SELECT category_id as cat_id, max(price) as max_price
FROM sales
GROUP BY cat_id;
Result:
+---------+------------+
| cat_id | max_price |
+---------+------------+
| 1 | 55.34 |
| 2 | 9.99 |
| 3 | 12.00 |
+---------+------------
You can of course JOIN categories to get the category name instead of the ID.
5 - Date functions
You almost always need to work with dates. In MySQL - these are the most common date functions/reserved words I use:
NOW() or CURRENT_TIMESTAMP - the current timestamp.
CURRENT_DATE - similar to NOW, except is only the date without time.
DATE_SUB(date, interval) - subtract x number of days/time from a date.
Examples:
SELECT title, category
FROM posts
WHERE the_date=CURRENT_DATE;
# Select all posts that were updated in the last 5 days.
SELECT title, category
FROM posts
WHERE updated_at >= DATE_SUB(NOW(), INTERVAL 5 DAY);
6 - Pagination
There are two popular types of pagination we can use in SQL:
Cursor pagination - incrementally move the cursor based on a column usually a primary key field. In large tables, this can improve performance quite a bit.
LIMIT & Offset - this is the most common.
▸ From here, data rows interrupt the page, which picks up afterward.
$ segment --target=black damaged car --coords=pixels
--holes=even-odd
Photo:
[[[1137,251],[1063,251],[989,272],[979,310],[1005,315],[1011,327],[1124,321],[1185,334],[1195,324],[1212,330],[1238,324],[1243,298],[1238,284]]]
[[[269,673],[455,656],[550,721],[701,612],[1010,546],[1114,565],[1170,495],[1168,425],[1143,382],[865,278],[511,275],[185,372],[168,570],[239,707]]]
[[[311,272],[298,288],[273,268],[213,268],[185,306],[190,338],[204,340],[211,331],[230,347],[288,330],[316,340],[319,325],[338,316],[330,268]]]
You basically use paging to move through records.
Examples:
# Cursor pagination
# When results are returned, you simply take the last ID
# in the results set and update "x" to move the cursor.
SELECT title,description
FROM posts
WHERE id > x
ORDER By id ASC
# Limit & Offset
# In your app you would have a page and per page variable:
# page = 1 , perPage = 100
# As the user moves from page to page
# we just calculate the offset as follows:
# offset = (page-1) * perPage
# In SQL
SELECT title,description
FROM posts
ORDER By id ASC
LIMIT perPage OFFSET offset
# Note LIMIT & Offset has a shortcut as well:
SELECT title,description
FROM posts
ORDER By id ASC
LIMIT offset, perPage
Bonus
Sometimes, you may need to run multiple queries since a JOIN might not be able to select all the information you need in one query.
Instead of running multiple queries, it may end up improving performance just to use a sub-query.
Examples:
SELECT
p.title,
p.description,
(
SELECT COUNT(id)
FROM post_likes
WHERE post_id = p.id
) as likes,
c.name as category
FROM posts p
JOIN categories c ON (p.category_id=c.id)
ORDER BY p.title
In the above, if you JOIN on post_likes - there could be hundreds of likes. This will lead to duplicate posts in your results, even if you have 50 posts but 5000 likes - the rows returned will be 5000 instead of 50.
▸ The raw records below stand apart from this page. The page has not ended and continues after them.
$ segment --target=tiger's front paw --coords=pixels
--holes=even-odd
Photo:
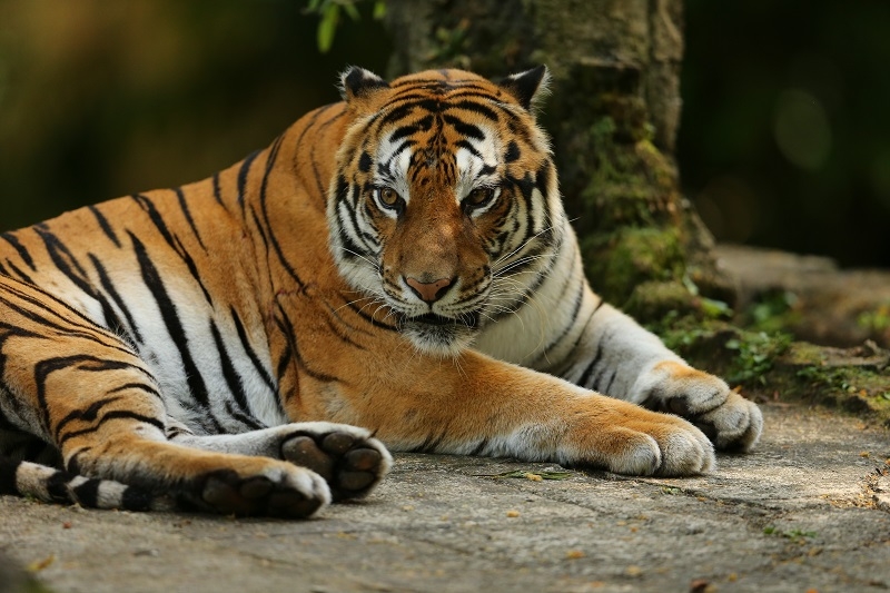
[[[670,360],[656,364],[641,382],[644,406],[689,419],[718,448],[749,451],[760,438],[760,408],[713,375]]]
[[[281,458],[325,478],[334,501],[366,496],[389,471],[393,457],[383,443],[357,426],[307,422],[290,425]]]
[[[572,426],[561,463],[629,475],[689,476],[714,468],[713,445],[686,421],[600,395],[590,403],[600,409]]]

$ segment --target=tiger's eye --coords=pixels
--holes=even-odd
[[[382,187],[378,191],[380,192],[380,201],[386,206],[393,207],[398,204],[398,191],[392,187]]]
[[[479,207],[484,206],[494,196],[494,189],[491,187],[477,187],[464,198],[464,202],[468,206]]]

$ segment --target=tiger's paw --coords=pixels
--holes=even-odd
[[[561,463],[627,475],[689,476],[714,468],[713,445],[689,422],[625,402],[602,405],[609,409],[570,431]]]
[[[671,360],[656,364],[641,380],[644,406],[689,419],[718,448],[749,451],[760,438],[760,408],[713,375]]]
[[[253,475],[234,470],[208,474],[199,488],[199,506],[226,515],[306,518],[330,503],[330,491],[319,475],[276,465]]]
[[[281,458],[325,478],[334,501],[362,498],[389,471],[393,457],[364,428],[304,423],[281,443]]]

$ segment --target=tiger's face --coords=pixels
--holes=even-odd
[[[369,307],[423,352],[455,355],[528,298],[562,215],[530,112],[541,67],[494,83],[459,70],[343,77],[354,122],[330,187],[330,245]]]

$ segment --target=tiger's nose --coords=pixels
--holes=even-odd
[[[452,278],[439,278],[432,283],[422,283],[417,278],[405,278],[405,284],[425,303],[435,303],[445,296],[454,280]]]

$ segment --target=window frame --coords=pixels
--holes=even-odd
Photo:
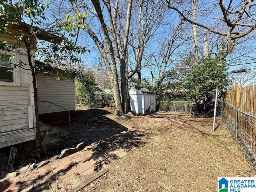
[[[11,62],[12,63],[17,63],[17,61],[18,60],[18,54],[17,53],[13,52],[5,52],[2,51],[0,51],[0,54],[10,56],[11,57]],[[0,65],[0,66],[2,67],[4,66]],[[14,65],[13,64],[11,64],[11,66],[10,67],[6,67],[6,66],[4,66],[4,67],[7,67],[10,69],[12,69],[13,81],[3,81],[0,80],[0,85],[19,85],[17,74],[17,68],[18,67],[16,66],[16,67],[14,67]]]

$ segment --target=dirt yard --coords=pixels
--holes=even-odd
[[[107,173],[80,191],[215,191],[218,177],[255,176],[229,129],[217,121],[214,133],[212,118],[187,114],[117,121],[140,132],[141,144],[111,161]]]
[[[72,178],[74,185],[59,188],[57,182],[61,182],[59,180],[49,188],[50,182],[52,182],[51,178],[56,176],[50,167],[64,159],[54,160],[54,157],[64,148],[73,147],[87,138],[91,144],[88,146],[90,149],[79,154],[86,155],[90,152],[92,173],[102,168],[108,171],[79,191],[81,192],[216,191],[218,177],[255,176],[254,170],[220,118],[217,119],[218,128],[214,133],[211,118],[157,112],[118,121],[115,116],[115,109],[106,107],[78,111],[72,121],[72,138],[46,146],[46,159],[50,162],[31,172],[28,178],[22,177],[26,174],[21,172],[18,177],[4,178],[9,184],[4,186],[3,189],[12,191],[8,189],[20,183],[20,188],[13,191],[29,191],[26,189],[40,184],[41,180],[41,186],[43,182],[45,187],[40,191],[69,191],[78,184],[76,177],[79,176],[79,182],[82,182],[83,174],[88,172],[78,171],[70,175],[71,170],[68,169],[83,167],[85,170],[87,168],[83,165],[88,160],[82,158],[75,164],[68,162],[70,166],[65,172],[62,170],[58,172],[62,172],[63,177]],[[20,158],[23,162],[31,162],[36,156],[34,153],[23,153]],[[78,157],[79,153],[76,153],[70,156]],[[69,160],[72,161],[72,158]],[[36,160],[40,163],[43,159]],[[44,169],[47,171],[44,172]],[[46,173],[36,173],[41,171]],[[33,174],[36,174],[39,176],[33,178]]]

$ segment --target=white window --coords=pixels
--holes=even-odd
[[[10,55],[0,53],[0,81],[13,82]]]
Using a subquery - we get only 50 posts, but we also count the number of likes for each row which returns one column instead of each "like".
You could also use a group by together with a JOIN in this case, but it's not always the case and usually, a subquery is a last resort or used for performance reasons.
This brings me to the final query you need to know, and that is EXPLAIN.
When writing SQL - it's always a good idea to first put "EXPLAIN" in front of your query:
EXPLAIN SELECT title, category_id FROM posts where created_at=CURRENT_DATE \G
*************************** 1. row ***************************
id: 1
select_type: SIMPLE
table: posts
type: ALL
possible_keys: NULL
key: NULL
key_len: NULL
ref: NULL
rows: 6
Extra: Using where
Explain is a powerful tool, and will need an article, all of its own to explain ๐ how it works, however just in simple terms.
Check the "rows" count, the fewer rows you have to scan usually means a higher performing query.
These as well: key, key_len, extra - will also give you some insights - sometimes you may need to add an index to your table which will help speed up queries.
Conclusion
There is a ton more you can do with SQL, however, understanding these basic concepts will help you tremendously throughout your career. Most other complex SQL queries are built on these constructs.